There are still numerous challenges before printed batteries can be widely commercialized. One problem is that currently there are only a few printable active materials that can be used as inks. Additionally, much work remains to be done in characterizing how battery inks behave when patterned over top other inks. And though there has been a lot of work done on the materials for the electrodes and electrolytes, current collectors will likely need a similar amount of optimization.
Once the technology is ready, healthcare applications will likely benefit greatly from super-thin 3D-printed batteries. Skin patches using printed batteries are already commercial. Smart skin patches use laminar batteries, often partially printed, combined with printed electrode patterns to deliver drugs, cosmetics, and other chemicals through the skin. Medical diagnostic devices will likely be beneficiaries.

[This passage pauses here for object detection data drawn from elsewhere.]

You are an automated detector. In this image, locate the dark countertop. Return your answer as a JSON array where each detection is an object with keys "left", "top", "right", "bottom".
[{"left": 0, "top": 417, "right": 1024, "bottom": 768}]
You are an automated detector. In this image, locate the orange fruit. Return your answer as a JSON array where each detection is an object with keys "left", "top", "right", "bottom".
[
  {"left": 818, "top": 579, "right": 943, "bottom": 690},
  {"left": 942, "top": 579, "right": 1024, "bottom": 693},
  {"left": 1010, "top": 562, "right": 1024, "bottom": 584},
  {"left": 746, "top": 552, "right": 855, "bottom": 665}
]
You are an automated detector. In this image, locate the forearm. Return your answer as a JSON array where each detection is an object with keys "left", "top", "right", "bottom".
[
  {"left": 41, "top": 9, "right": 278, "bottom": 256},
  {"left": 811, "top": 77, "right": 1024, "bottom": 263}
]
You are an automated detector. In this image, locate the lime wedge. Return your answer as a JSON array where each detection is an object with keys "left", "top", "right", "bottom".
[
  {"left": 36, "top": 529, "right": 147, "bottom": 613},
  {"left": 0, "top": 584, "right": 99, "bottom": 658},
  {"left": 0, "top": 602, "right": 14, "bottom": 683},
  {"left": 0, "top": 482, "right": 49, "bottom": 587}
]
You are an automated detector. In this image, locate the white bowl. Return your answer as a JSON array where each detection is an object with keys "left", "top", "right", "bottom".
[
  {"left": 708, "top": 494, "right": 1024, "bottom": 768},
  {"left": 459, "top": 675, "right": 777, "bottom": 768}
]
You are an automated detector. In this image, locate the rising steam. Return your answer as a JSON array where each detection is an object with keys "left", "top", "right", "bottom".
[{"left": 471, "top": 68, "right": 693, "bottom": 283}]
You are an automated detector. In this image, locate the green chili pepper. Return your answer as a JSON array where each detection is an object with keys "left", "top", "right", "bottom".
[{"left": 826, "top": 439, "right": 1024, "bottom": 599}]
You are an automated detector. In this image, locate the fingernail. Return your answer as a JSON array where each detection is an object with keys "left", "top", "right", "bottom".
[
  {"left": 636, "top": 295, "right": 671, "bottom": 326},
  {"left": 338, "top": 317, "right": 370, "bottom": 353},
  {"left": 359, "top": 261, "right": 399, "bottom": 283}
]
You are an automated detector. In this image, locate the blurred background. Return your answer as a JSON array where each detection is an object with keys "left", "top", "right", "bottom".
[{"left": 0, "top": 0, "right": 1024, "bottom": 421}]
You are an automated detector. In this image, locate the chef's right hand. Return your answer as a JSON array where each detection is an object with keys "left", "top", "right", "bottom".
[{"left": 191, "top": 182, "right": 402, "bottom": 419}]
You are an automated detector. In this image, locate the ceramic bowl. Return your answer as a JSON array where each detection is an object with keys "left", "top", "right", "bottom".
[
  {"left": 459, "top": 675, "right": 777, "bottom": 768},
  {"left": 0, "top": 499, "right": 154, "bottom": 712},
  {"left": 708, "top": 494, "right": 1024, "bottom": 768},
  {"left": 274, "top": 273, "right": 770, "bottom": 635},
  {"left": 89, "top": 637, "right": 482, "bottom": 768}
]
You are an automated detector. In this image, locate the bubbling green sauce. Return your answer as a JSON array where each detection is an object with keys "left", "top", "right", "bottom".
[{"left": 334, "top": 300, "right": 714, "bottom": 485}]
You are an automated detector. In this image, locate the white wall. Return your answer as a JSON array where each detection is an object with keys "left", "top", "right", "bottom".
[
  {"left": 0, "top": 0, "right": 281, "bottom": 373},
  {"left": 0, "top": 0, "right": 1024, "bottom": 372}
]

Wireless sensor/network applications will also benefit. Here, the trend is to combine energy harvesting with thin batteries to keep the package size down. Similarly, new small batteries will be a boon to battery-assisted passive RFID although coin-cells are the main power sources now. Smart card apps are another application wherein several thin-film battery technologies have been optimized for lamination into cards, though the prices are probably too high for disposable uses.
High peak currents can reduce battery capacity and lifespan. High in-rush currents can arise in dc-dc converters which tend to incorporate a high amount of capacitance on the power input to avoid voltage drops on the supply rails. When power is applied initially, the charging of these capacitors can result in an in-rush current that can exceed the nominal load current. If left unaddressed, this high current can cause the voltage rails to fall out of regulation, perhaps making the system unstable or putting it in an unpredictable state. There are various ways of limiting in-rush current. For example, some BLE devices incorporate built-in current limiters .
All in all, the review cycles for medical devices are justifiably long, and it can be several years before they can hit the mainstream. But these devices have game-changing potential for patient care, and it all starts with finally cracking these longstanding design challenges.